Everett achieved something unequivocally difficult--after twenty years of failed attempts by other missionaries, he was the first Westerner to learn Pirahã, living among the people and conversing with them in their language. In my view, that gives him significantly greater credibility than academics with no practical exposure to the language (and I assume you're aware of his response to the paper you linked).
I understand that to Chomsky's followers, Everett's achievement is meaningless, in the same way that LLMs saturating almost every prior benchmark in NLP is meaningless. But what achievements outside the "self-referential parlor game" are meaningful then? You must need something to ground yourself in outside reality, right?
> Then when we finally get to see the concrete alternative proposal, it turns out to be nothing more than a promissory note.
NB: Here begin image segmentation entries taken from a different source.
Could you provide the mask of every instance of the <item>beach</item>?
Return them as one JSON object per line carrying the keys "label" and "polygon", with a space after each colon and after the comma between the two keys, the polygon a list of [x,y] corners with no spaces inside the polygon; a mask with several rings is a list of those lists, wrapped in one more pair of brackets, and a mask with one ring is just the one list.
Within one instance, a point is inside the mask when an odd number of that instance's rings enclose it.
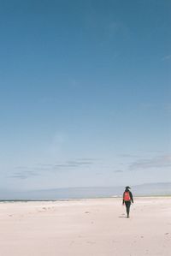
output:
{"label": "beach", "polygon": [[1,256],[168,256],[171,197],[0,203]]}

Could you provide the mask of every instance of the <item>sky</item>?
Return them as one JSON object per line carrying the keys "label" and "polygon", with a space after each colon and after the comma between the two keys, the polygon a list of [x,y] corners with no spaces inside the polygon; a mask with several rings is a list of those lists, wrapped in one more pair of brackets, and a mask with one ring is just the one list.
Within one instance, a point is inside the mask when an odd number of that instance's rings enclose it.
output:
{"label": "sky", "polygon": [[171,182],[171,3],[0,0],[0,189]]}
I'm certainly not claiming that statistical modeling has already achieved any significant insight into how physical structures in the brain map to an ability to generate language, and I don't think anyone else is either. We're just speculating that it might in future.
That seems a lot less grandiose to me than anything Chomsky has promised. In the present, that statistical modeling has delivered some pretty significant, strictly falsifiable, different but related achievements. Again, what does Chomsky's side have?
> I don't see how we can discuss this question without getting into specifics, so let me try to push things in that direction. Here is a famous syntax paper by Chomsky: https://babel.ucsc.edu/~hank/On_WH-Movement.pdf
And when I asked that before, you linked a sixty-page paper, with no further indication ("various things"?) of what you want to talk about. If you're trying to argue that Chomsky's theories are anything but a tarpit for a certain kind of intellectual curiosity, then I don't think that's helping.